Para tanto, deve-se levar em consideração o que denota a Constituição Federal de 1988 em seu artigo primeiro, parágrafo único:
“Todo o poder emana do povo, que o exerce por meio de representantes eleitos ou diretamente, nos termos desta Constituição.”
O Poder do Estado, soberano, dotado de coercibilidade, encontra como justificativa e amparo o poder jurídico, que o legitima para limitar, regrar e impor obediência e obrigações a comportamentos e condutas, além de fazer prevalecer o interesse da coletividade, possuindo prerrogativas, conferidas por lei, para se fazer valer o interesse comum sobre o particular.
Dentre os poderes, destacamos o Poder de polícia. Mas antes de tratar deste, devemos conhecer o termo polícia, bem como as formas existentes deste Poder.
CONSIDERAÇÕES INICIAIS
De forma geral, polícia é a atividade com o fim de certificar a segurança de bens e pessoas, sobremaneira por meio do uso da lei. O termo “polícia”, por decorrência histórica e temporal, é também aplicado para designar os órgãos, bem como os agentes públicos que têm como função precípua o exercício da citada atividade.
“Polícia designa o conjunto de instituições, fundadas pelo Estado, para que, segundo as prescrições legais e regulamentares estabelecidas, exerçam vigilância para que se mantenham a ordem pública, a moralidade, a saúde pública e se assegure o bem-estar coletivo, garantindo-se a propriedade e outros direitos individuais” (DE PLÁCIDO E SILVA).
A Atividade da polícia divide-se, principalmente, em administrativa e Judiciária, conforme os dizeres de José Afonso da Silva:
“A atividade da polícia realiza-se de vários modos, pelo que a polícia se distingue em administrativa e de segurança, esta compreende a polícia ostensiva e a polícia judiciária. A polícia administrativa tem "por objeto as limitações impostas a bens jurídicos individuais" (liberdade e propriedade). A polícia de segurança que, em sentido estrito, é a polícia ostensiva tem por objetivo a preservação da ordem pública e, pois, "as medidas preventivas que em sua prudência julga necessárias para evitar o dano ou o perigo para as pessoas". Mas, apesar de toda vigilância, não é possível evitar o crime, sendo pois necessária a existência de um sistema que apure os fatos delituosos e cuide da perseguição aos seus agentes. Esse sistema envolve as atividades de investigação, de apuração das infrações penais, a indicação de sua autoria, assim como o processo judicial pertinente à punição do agente. É aí que entra a polícia judiciária, que tem por objetivo precisamente aquelas atividades de investigação, de apuração das infrações penais e de indicação de sua autoria, a fim de fornecer os elementos necessários ao Ministério Público em sua função repressiva das condutas criminosas, por via de ação penal pública. ”

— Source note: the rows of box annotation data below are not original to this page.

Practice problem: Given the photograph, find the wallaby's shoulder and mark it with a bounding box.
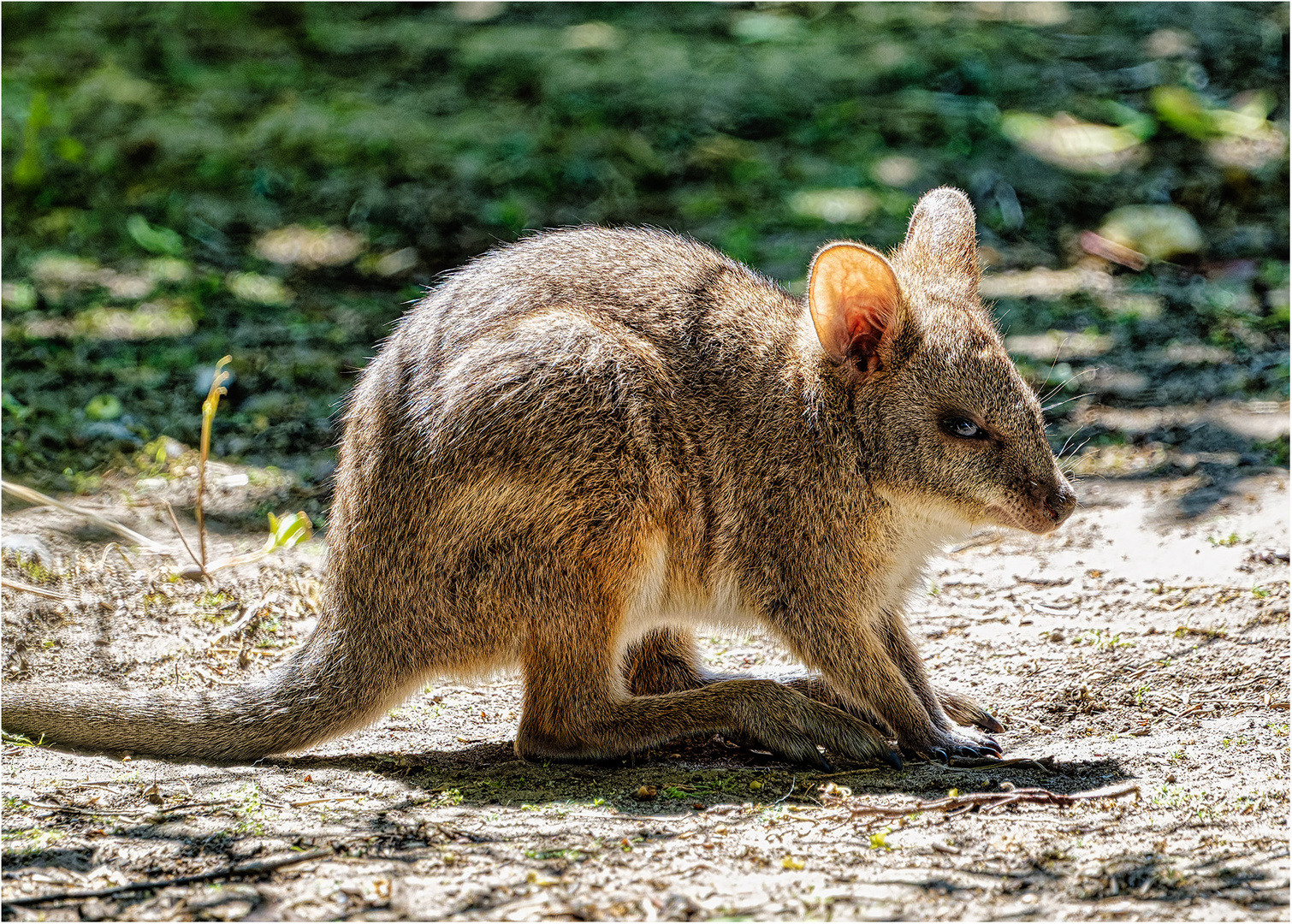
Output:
[426,226,793,322]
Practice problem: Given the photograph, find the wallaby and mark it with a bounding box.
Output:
[4,189,1076,767]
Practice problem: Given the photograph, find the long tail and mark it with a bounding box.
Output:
[0,628,410,760]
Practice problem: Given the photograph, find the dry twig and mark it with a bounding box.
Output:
[816,783,1140,823]
[4,850,332,906]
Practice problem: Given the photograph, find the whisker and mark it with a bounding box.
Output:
[1041,392,1094,411]
[1041,365,1099,405]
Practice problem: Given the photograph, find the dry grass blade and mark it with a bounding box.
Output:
[0,578,68,603]
[0,481,169,554]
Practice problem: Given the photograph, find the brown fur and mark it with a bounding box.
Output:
[4,189,1075,765]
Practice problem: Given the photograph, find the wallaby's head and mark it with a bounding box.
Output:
[808,187,1076,532]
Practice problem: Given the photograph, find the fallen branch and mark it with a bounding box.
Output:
[0,850,332,906]
[844,783,1140,823]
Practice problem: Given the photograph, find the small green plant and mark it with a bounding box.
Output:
[194,355,234,575]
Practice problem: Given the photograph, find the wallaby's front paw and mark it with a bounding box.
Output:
[900,729,1001,764]
[937,690,1005,741]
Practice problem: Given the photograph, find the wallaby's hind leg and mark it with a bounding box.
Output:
[882,613,1001,756]
[785,674,1005,732]
[515,590,900,767]
[623,627,721,696]
[623,627,1004,744]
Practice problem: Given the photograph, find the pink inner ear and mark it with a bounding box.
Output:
[809,244,900,368]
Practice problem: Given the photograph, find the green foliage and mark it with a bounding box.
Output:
[0,3,1288,481]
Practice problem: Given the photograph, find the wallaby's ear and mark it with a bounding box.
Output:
[900,187,978,297]
[808,241,902,371]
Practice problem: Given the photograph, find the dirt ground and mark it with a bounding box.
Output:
[0,459,1289,920]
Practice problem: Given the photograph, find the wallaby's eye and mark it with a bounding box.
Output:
[942,418,987,440]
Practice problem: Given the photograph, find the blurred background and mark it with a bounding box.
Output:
[0,3,1288,513]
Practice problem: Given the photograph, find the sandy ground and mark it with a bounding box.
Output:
[0,461,1289,920]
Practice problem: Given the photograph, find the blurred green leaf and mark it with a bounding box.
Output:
[125,215,183,258]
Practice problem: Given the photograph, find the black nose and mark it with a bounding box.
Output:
[1046,482,1076,526]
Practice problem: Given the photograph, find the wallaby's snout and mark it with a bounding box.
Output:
[1046,476,1076,529]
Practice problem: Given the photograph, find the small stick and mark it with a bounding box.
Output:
[1014,574,1072,587]
[0,578,68,603]
[773,777,798,805]
[848,783,1140,820]
[3,850,332,904]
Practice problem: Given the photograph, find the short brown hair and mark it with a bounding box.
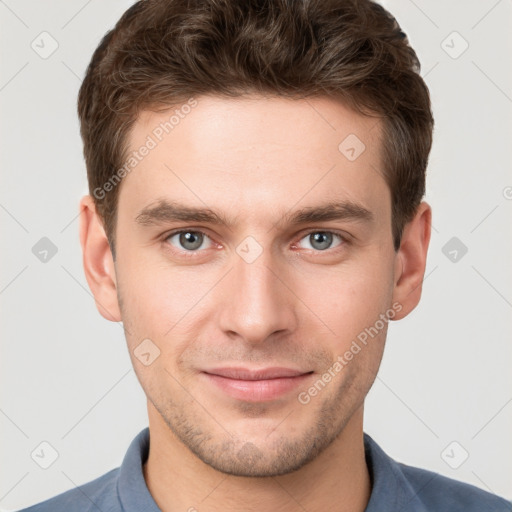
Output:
[78,0,434,259]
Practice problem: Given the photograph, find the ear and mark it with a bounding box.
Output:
[80,195,121,322]
[393,201,432,320]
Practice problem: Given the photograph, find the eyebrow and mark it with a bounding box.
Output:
[135,199,374,229]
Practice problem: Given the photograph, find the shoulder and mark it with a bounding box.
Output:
[19,468,122,512]
[396,462,512,512]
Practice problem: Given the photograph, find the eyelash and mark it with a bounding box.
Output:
[162,228,350,258]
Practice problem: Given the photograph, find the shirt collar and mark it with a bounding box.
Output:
[117,427,426,512]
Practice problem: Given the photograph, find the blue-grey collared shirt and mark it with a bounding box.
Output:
[20,427,512,512]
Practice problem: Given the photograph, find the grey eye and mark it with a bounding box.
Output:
[302,231,343,251]
[168,231,206,251]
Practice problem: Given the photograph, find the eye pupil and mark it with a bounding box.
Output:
[310,231,332,250]
[180,231,203,251]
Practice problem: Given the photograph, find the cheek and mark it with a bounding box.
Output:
[297,261,392,336]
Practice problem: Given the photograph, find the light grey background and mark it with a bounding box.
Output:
[0,0,512,510]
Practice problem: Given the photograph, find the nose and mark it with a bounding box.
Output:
[219,245,297,344]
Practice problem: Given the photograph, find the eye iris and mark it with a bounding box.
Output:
[309,232,332,250]
[180,231,203,251]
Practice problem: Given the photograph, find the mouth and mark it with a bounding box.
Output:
[202,368,313,402]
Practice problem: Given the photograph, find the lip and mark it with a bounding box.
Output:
[203,367,313,402]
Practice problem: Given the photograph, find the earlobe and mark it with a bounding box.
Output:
[393,202,432,320]
[80,195,121,322]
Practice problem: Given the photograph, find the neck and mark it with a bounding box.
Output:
[143,402,371,512]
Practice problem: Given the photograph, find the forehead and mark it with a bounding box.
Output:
[119,96,390,226]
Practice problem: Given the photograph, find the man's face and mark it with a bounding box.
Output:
[115,96,396,476]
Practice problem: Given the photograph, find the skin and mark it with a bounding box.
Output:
[80,96,431,512]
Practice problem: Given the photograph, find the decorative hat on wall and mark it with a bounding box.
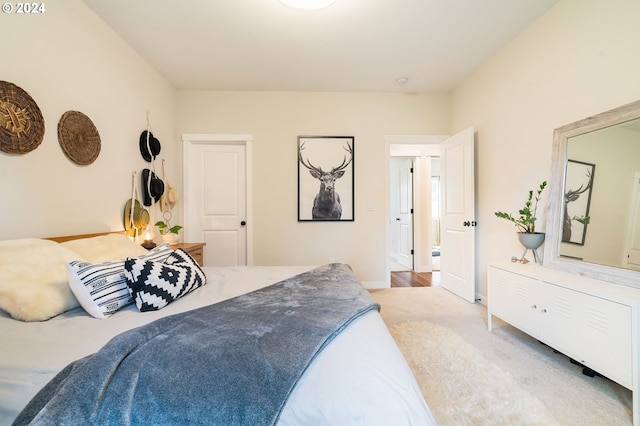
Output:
[0,81,44,154]
[123,199,149,236]
[140,130,161,163]
[142,169,164,206]
[58,111,100,166]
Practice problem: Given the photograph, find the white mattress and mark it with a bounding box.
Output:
[0,267,435,425]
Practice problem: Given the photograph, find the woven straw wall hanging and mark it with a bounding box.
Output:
[58,111,100,166]
[0,81,44,154]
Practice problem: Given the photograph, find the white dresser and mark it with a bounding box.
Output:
[487,262,640,426]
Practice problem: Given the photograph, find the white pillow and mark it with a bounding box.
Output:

Poder de Polícia (Polícia Administrativa)
É a atribuição que a Administração tem, por meio de lei, de limitar, restringir ou condicionar o exercício de atividade particular e o uso de bens privados em favor do interesso coletivo. Considera-se que a atuação sempre nos limites legais, mediante motivação e observando-se o devido processo legal, norteado pela predominância do interesse público sobre o particular.
O poder de polícia pode ser exercido por meio de atos preventivos, fiscalizadores e repressivos.
Ex.: Edição de normas, como outorga de licenças e autorizações (atividade preventiva); inspeções e vigilância (atividade fiscalizadora); atividades materiais dotadas de autoexecutoriedade – aplicação de sanções, como apreensão de mercadorias, lavratura de uma multa de infração de trânsito, demolição de obra (atividade repressiva)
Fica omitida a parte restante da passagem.